The problem isn’t logical; you could easily write a rule to handle fridgeons. The problem is metaphysical. The law of inertia only works if we use the “right” set of objects and predicates — the right ontology. But what principle tells us to rule out fridgeons and keep things like colors and positions? Fodor’s point is that without a principled way to choose which properties count, the law of inertia loses its justification.
This challenge echoes a famous riddle from the philosopher Nelson Goodman (1906–1998), called the “grue” paradox. Goodman asked you to imagine a new word, grue: an object is grue if it is green before a certain future time and blue after that time. Every emerald you have seen so far is both green and grue. So why does science infer that all emeralds are green, but not that all emeralds are grue? The only answer is that the predicate “grue” is an unnatural, gerrymandered property. Induction — and common-sense inertia — only work if we stick to the “right” kinds of things in our thinking. The frame problem thus ties together logic, change, relevance, and the very furniture of the world.
Why Your Own Mind Is the Hardest Case of All

Today, the logical side of the frame problem is largely solved. Researchers working within traditional, symbol‑based artificial intelligence have a variety of workable tools. Yet the wider philosophical puzzles are very much alive. Fodor maintained that human thought is deeply holistic: when you fix your beliefs after an event — or creatively solve a problem — anything you know might become relevant. This phenomenon, sometimes called isotropy, makes it hard to explain how the mind works using only step‑by‑step rules over sentence‑like thoughts.
Some philosophers, including Dreyfus and Michael Wheeler, argue that classical AI and its emphasis on internal representations are the wrong tools entirely. They look to situated robotics and the dynamics of the brain itself, where relevance might arise in a distributed, non‑representational way — not from a list of “if‑then” rules, but from a flexible system that has absorbed thousands of past experiences. Others propose that the brain’s global workspace integrates signals from many specialist processes, letting relevance bubble up from the bottom rather than being dictated from the top.

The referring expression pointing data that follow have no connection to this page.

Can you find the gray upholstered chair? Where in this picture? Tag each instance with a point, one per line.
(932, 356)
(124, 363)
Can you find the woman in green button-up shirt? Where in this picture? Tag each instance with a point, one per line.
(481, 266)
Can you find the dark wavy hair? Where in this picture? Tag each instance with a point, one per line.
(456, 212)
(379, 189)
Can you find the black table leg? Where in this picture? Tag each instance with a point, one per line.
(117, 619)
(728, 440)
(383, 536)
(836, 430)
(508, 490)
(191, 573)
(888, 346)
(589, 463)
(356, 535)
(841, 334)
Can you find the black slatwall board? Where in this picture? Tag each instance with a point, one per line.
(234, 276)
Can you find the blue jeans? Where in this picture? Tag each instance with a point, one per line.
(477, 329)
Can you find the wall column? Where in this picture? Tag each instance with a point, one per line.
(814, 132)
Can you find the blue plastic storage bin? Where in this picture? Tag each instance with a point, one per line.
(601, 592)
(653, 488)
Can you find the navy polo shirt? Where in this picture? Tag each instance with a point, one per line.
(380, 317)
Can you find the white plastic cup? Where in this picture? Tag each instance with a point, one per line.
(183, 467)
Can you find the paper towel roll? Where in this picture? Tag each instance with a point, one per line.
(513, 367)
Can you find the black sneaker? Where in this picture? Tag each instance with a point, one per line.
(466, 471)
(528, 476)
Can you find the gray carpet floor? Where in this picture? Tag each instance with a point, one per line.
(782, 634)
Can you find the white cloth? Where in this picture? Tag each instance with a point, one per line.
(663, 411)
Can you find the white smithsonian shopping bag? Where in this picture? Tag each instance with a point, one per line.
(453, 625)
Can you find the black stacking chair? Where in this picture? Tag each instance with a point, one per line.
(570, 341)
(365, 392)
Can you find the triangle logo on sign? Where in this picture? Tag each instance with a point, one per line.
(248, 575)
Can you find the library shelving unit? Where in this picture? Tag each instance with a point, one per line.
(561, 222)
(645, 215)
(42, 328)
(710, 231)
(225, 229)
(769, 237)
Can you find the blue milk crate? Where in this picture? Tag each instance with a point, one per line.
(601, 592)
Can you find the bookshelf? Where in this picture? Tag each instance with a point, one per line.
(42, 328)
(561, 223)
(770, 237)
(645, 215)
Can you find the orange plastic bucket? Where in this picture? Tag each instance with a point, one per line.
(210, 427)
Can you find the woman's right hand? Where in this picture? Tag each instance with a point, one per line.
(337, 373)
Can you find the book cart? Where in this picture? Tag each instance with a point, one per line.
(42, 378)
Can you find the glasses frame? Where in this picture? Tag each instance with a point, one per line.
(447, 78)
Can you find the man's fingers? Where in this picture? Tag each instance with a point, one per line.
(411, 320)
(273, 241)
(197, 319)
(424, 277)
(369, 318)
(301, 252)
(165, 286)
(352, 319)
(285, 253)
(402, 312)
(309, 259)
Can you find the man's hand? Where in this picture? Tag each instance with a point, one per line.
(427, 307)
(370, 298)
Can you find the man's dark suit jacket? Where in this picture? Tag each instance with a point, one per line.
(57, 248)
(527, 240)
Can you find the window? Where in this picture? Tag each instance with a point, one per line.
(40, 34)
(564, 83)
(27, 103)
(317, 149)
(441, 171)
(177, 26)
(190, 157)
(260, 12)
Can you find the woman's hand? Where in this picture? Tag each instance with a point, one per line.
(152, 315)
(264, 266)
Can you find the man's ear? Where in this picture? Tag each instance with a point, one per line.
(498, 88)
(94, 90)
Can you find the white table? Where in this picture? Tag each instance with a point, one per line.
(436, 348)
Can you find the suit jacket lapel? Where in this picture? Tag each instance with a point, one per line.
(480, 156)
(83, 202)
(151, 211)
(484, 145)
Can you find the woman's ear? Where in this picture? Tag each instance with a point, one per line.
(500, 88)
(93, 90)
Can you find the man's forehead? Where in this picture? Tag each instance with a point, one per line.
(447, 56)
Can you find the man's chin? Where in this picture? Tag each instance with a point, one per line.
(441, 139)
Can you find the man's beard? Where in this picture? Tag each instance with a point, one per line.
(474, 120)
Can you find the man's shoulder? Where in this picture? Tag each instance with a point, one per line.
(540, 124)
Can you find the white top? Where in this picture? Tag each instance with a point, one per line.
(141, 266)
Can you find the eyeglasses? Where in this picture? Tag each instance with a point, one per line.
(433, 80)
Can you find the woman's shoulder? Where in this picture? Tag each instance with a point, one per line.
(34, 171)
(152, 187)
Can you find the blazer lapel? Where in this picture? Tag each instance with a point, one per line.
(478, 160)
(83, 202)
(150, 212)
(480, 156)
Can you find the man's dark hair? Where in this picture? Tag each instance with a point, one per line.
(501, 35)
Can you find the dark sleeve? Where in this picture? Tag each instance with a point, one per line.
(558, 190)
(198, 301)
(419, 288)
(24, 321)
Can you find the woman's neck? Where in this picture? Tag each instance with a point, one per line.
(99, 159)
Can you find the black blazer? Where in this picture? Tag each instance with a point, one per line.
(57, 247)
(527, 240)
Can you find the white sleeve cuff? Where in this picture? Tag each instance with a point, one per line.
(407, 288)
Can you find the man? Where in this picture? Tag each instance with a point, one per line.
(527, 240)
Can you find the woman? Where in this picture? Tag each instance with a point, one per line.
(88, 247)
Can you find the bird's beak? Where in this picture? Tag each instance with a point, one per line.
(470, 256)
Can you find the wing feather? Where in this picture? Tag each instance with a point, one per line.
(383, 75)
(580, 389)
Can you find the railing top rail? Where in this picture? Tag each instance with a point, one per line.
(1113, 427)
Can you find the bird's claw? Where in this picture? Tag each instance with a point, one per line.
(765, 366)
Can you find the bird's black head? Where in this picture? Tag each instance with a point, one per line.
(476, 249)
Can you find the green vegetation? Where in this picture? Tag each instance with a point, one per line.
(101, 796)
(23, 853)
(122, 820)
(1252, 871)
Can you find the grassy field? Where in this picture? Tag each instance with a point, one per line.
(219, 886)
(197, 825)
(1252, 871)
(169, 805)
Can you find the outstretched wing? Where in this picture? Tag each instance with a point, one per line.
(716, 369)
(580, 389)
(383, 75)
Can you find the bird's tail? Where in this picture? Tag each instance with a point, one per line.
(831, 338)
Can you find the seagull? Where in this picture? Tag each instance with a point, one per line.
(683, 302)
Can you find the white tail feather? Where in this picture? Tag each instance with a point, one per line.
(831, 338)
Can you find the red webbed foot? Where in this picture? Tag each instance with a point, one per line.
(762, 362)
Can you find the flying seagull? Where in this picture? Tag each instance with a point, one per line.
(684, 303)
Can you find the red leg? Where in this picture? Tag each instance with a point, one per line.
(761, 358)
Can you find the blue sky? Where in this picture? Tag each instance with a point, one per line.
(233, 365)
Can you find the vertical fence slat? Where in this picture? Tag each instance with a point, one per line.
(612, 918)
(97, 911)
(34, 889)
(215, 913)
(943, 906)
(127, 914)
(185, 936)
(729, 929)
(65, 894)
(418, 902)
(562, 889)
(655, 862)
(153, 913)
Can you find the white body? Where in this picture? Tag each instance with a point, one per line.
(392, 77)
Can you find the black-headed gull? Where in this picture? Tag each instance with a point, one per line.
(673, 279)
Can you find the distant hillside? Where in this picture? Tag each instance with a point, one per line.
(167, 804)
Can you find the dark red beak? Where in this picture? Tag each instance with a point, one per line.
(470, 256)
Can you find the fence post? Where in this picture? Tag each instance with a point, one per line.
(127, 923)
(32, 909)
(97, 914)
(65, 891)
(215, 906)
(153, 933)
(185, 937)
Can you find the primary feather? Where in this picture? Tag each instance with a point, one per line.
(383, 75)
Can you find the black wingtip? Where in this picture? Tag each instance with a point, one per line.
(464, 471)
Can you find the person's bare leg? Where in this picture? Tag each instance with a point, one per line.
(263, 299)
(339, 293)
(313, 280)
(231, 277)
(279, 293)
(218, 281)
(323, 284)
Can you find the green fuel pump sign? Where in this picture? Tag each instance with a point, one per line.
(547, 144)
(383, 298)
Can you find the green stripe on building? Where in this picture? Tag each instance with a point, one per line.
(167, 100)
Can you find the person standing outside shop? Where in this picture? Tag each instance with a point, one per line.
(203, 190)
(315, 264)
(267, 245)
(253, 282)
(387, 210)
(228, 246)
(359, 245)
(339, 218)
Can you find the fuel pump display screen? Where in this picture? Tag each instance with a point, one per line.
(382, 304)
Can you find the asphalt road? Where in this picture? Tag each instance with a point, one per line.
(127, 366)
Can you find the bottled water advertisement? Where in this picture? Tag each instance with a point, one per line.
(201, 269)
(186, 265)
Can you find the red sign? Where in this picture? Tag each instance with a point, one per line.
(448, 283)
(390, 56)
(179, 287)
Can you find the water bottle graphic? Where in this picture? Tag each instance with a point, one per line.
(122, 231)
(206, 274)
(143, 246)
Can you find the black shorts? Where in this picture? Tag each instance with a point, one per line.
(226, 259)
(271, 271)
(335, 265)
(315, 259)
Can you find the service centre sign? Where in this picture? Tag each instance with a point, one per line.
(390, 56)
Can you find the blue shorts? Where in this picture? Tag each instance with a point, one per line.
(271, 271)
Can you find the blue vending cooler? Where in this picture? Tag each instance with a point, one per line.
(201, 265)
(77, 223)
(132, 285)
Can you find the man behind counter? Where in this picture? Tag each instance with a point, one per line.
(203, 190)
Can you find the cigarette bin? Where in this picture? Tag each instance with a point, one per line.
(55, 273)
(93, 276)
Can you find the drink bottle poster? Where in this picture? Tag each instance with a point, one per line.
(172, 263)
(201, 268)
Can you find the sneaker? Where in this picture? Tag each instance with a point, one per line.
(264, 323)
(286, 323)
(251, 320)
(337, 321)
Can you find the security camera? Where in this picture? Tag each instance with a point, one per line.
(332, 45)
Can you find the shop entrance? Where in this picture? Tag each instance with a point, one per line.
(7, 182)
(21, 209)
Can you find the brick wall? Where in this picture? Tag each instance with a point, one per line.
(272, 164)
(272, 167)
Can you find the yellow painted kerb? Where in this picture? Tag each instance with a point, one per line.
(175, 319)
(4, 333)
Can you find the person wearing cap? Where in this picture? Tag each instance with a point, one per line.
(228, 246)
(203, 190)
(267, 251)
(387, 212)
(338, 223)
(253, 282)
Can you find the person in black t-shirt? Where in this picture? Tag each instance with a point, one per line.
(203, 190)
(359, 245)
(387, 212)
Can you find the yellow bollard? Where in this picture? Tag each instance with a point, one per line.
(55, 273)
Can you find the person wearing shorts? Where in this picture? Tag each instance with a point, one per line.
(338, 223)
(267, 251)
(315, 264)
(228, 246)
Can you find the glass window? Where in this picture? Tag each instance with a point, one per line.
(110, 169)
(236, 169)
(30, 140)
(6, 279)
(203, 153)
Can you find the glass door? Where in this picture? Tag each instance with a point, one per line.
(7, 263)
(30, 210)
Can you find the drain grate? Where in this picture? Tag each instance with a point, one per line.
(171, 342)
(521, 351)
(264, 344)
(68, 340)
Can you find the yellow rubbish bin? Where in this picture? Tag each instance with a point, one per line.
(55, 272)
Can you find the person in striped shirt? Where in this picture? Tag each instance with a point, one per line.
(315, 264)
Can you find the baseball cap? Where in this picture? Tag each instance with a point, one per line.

The frame problem has left a lasting legacy: it reminds us that common sense is an astonishingly deep ability. Every time you pick up your backpack and automatically ignore a thousand nearby facts that didn’t change, you are doing something that no computer program has fully replicated. The problem started with a robot and a teacup, but it ends with a question about your own mind — and that question is still open.
Think about it
- If you had to program a robot to tidy your room, how would you decide which parts of the room are “relevant” after each small action? Where would you start, and what might you end up forgetting?
- Can you think of a time when you suddenly realized that something you had always ignored — a detail, a memory, an object — became important in a new situation? How did your brain make that leap?
- A chess computer can beat a grandmaster, yet it cannot make a reliable cup of tea. What does that gap tell us about the difference between human and machine intelligence?